O que os orientais já haviam dito há muito, mas importa realçar que este novo
paradigma, duma penada, salva-nos do isolamento do cogito e da dualidade, que
clivava o mundo em sujeito e objecto, e devolve-nos por outro lado a dimensão do
sagrado, na medida em que faz-nos perceber que “a retirada de Deus” é distinta de uma
“morte de Deus” (esta apenas traduziria um recalcamento do universo simbólico que
constitui o próprio tecido da nossa propensão esferológica, o que acarreta mais
patologias que benefícios), e em que arruma de vez os pressupostos hierárquicos
restituindo-nos a “epifania” como um não-lugar evasivo a todas as formas de lucro (- e
hoje, neste amorfo e desvitalizado reino do signo saturado pelo cálculo, este é o
verdadeiro escândalo e uma coisa mais difícil de aceitar que o incesto, entretanto
convertido em subplot cinematográfico).
Afinal, o que foi sempre exasperadamente equívoco na relação de Deus? A imagem que
os braços políticos das igrejas quiseram cristalizar, a feição patriarcal e autoritária
atribuída a Deus nas Religiões do Livro - quando o relacionamento com o divino pode
adoptar uma via mais libertadora, ecológica e reguladora, tão somente, a de uma tomada
de consciência do “sentido das proporções”.
Numa intuição extraordinária, Sloterdijk comenta que a metafísica começa como uma
metacerâmica. Deus, na criação, teria usado da mais avançada tecnologia da época, a
do oleiro, a do fazedor de vasos. Esta interpenetração, lembra Ghiraldelli, seria
imprescindível à ressonância entre dois polos que, assim vibrando juntos, criam uma
esfera, um campo de autoimunização. Mas, o recurso à olaria, realça igualmente,
acrescento eu, a dimensão histórica de Deus – e isso muda muito.
Pensemos nesta proposição de Martin Buber – filósofo reivindicado por Sloterdijk :
«Não conheço outra revelação para além da do encontro do divino e do humano, no
que o humano colabora com a mesma medida do divino. O divino aparenta-se a um
fogo que derrete o mineral humano. Mas o que resulta daí não é algo que estivesse na
natureza do fogo.»
Deus seria então o que nos melhora, mas o que Ele É também depende da nossa
contribuição. Ou seja, também podemos degradar Deus.

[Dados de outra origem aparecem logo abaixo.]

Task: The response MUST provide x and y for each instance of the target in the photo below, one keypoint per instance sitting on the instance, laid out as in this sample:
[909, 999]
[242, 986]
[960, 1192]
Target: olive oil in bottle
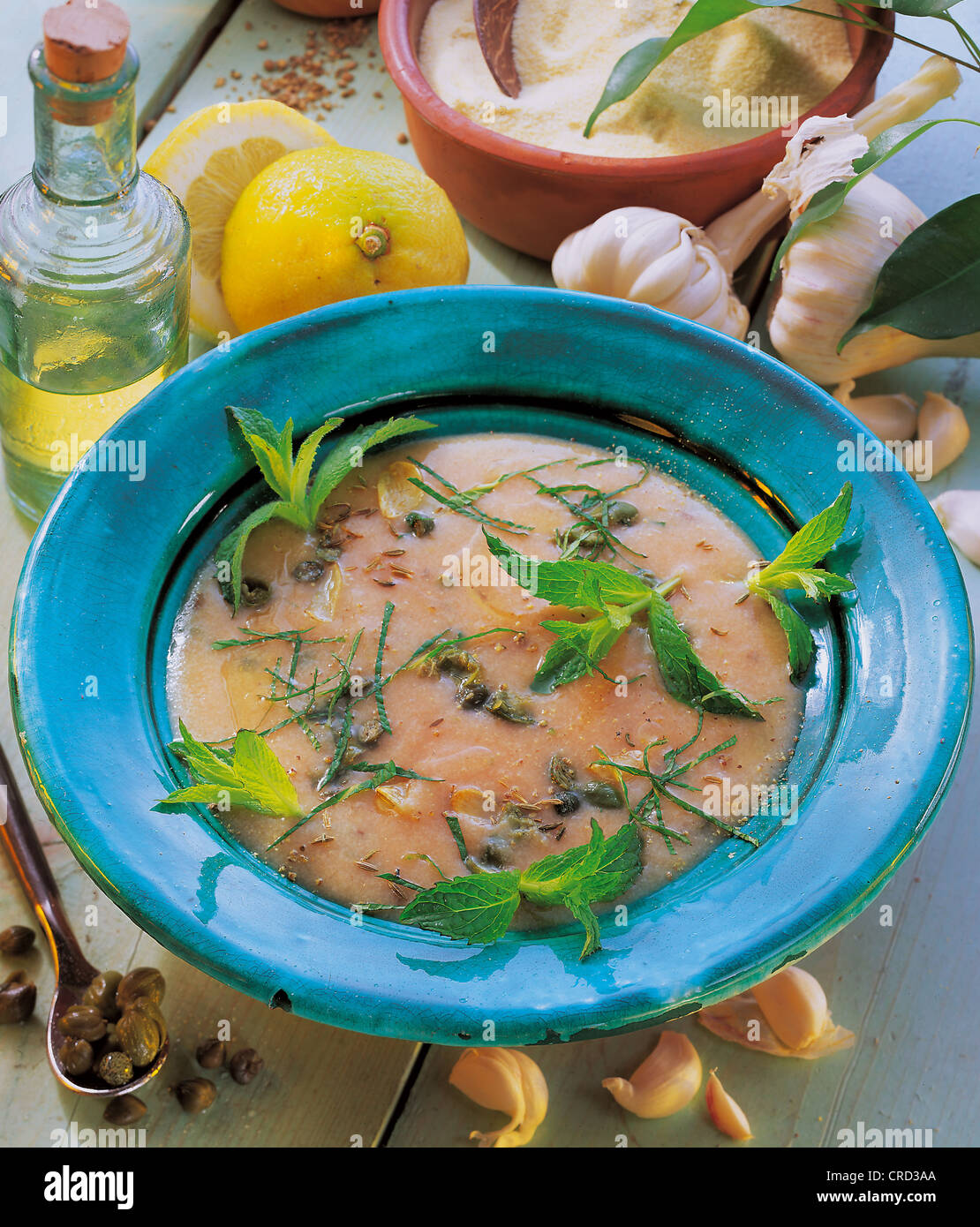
[94, 260]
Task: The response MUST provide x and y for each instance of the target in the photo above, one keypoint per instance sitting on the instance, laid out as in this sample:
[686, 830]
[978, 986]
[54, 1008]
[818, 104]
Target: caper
[18, 997]
[140, 1035]
[509, 707]
[566, 802]
[621, 512]
[124, 1110]
[495, 853]
[418, 524]
[254, 591]
[471, 692]
[561, 772]
[245, 1065]
[517, 818]
[16, 940]
[140, 982]
[308, 571]
[76, 1057]
[371, 732]
[454, 659]
[116, 1069]
[101, 994]
[195, 1094]
[211, 1054]
[602, 795]
[82, 1022]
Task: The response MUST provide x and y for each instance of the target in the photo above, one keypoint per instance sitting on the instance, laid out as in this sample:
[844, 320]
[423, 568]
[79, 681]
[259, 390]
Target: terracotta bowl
[531, 198]
[329, 8]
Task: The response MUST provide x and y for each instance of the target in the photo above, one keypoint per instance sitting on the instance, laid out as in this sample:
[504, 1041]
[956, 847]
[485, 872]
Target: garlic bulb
[891, 415]
[960, 515]
[667, 261]
[829, 273]
[650, 257]
[944, 426]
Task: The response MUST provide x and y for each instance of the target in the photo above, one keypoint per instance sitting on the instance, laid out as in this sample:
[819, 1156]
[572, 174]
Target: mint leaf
[548, 881]
[349, 455]
[577, 651]
[572, 583]
[813, 540]
[478, 908]
[799, 638]
[578, 906]
[249, 776]
[232, 549]
[684, 676]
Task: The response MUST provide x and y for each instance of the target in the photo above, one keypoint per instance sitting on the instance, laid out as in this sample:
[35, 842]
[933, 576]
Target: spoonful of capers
[106, 1032]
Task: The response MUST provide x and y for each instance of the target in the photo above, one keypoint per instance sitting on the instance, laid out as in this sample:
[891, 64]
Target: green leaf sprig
[479, 907]
[662, 786]
[299, 493]
[248, 776]
[795, 569]
[614, 597]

É aliás disto que, como ateu intermitente, acuso a grande massa dos fiéis – merda para a
grande massa dos fiéis, ignara, que faz tábua rasa do que Kant evidenciou há três
séculos: que se é “tão cómodo ser menor”, só em conseguindo dobrar a preguiça e a
covardia acedemos ao nosso próprio entendimento e sairemos finalmente da condição
infantil; sendo esse o lema do Esclarecimento.

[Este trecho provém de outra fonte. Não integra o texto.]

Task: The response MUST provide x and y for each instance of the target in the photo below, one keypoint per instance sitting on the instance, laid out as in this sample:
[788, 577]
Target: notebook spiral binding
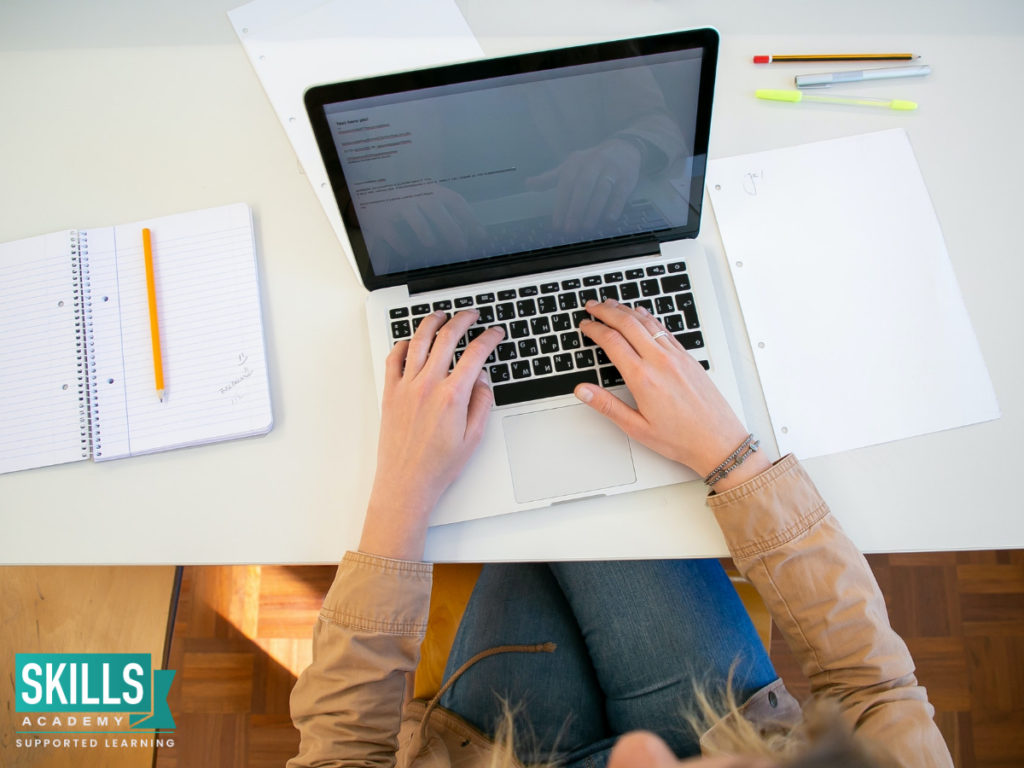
[79, 244]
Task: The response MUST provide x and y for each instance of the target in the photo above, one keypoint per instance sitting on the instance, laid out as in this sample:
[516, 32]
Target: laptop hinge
[542, 263]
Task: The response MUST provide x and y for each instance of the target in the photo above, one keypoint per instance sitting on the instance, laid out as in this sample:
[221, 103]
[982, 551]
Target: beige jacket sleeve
[823, 596]
[347, 705]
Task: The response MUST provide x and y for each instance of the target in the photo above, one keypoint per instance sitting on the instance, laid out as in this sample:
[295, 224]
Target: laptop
[522, 186]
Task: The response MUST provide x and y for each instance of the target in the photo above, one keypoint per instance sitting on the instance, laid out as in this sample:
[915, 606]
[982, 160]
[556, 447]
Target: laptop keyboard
[544, 353]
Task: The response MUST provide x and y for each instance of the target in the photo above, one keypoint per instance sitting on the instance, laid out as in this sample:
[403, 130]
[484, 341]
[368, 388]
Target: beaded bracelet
[737, 457]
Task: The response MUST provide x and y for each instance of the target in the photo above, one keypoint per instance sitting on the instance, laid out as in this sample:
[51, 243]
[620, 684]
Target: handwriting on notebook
[242, 374]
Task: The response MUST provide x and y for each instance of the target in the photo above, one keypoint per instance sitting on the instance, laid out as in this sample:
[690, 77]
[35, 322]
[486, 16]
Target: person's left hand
[591, 185]
[431, 421]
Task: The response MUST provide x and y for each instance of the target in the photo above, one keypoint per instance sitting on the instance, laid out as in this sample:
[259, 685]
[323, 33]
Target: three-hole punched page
[855, 318]
[76, 354]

O que Sartre repisará dois séculos depois: a necessidade dos homens serem responsáveis
pelos seus actos, sem álibis ou entidades transcendentes que os alheiem de assumir-se
como a verdadeira mola das suas escolhas. É uma evidência que os homens fazem tanto
mais alarde das supostas consciência e identidade, quanto mais querem enjeitar a
autonomia. Adquirir uma pauta de valores e ser activo na responsabilidade social, devia
ser uma ressonância natural da necessidade de espiritualidade, para quem sinta o apego;
seria esse o passo normal na constituição de uma esfera. Mas primeiro, propunha ele,
devíamos arrumar a casa. Enquanto colocarmos toda a nossa segurança no airbag de
Deus, pela frente e nas costas, não cresceremos o suficiente como pessoas para dedicar
espontaneamente amor e respeito aos demais.
Na Índia, Deus é «uma criança eterna jogando um jogo eterno, num jardim sem fim» e
nós humildemente somos os dados – a liberdade relativa dos dados – na sua mão. E
contudo, desse caprichoso lance de dados depende também a “sorte” de Deus. O que
volta a situar-nos na responsabilidade dos nossos actos.
Assim, procurar em Deus uma ordem, uma harmonia, para o caos do mundo é o mesmo
que confundir uma decalcomania com a pele. A crer em Deus, há que aceitar a
fé “apesar” do caos que se incrusta na rugosidade do real, mas o apelo deve levar-nos à
insatisfação que antecipe a decisão e a autonomia.
Os Budistas não falam em Deus, dizem antes que os rios procuram o mar. De facto
parece mais justo realçar que talvez nos espere o oceano fragoroso que antecede as
calamidades, sendo nosso dever não fugir ao repto.
A esferologia de Sloterdijk ajuda-nos a regular as miras e não por acaso o filósofo
concebe a filosofia como uma “medicina da alma”.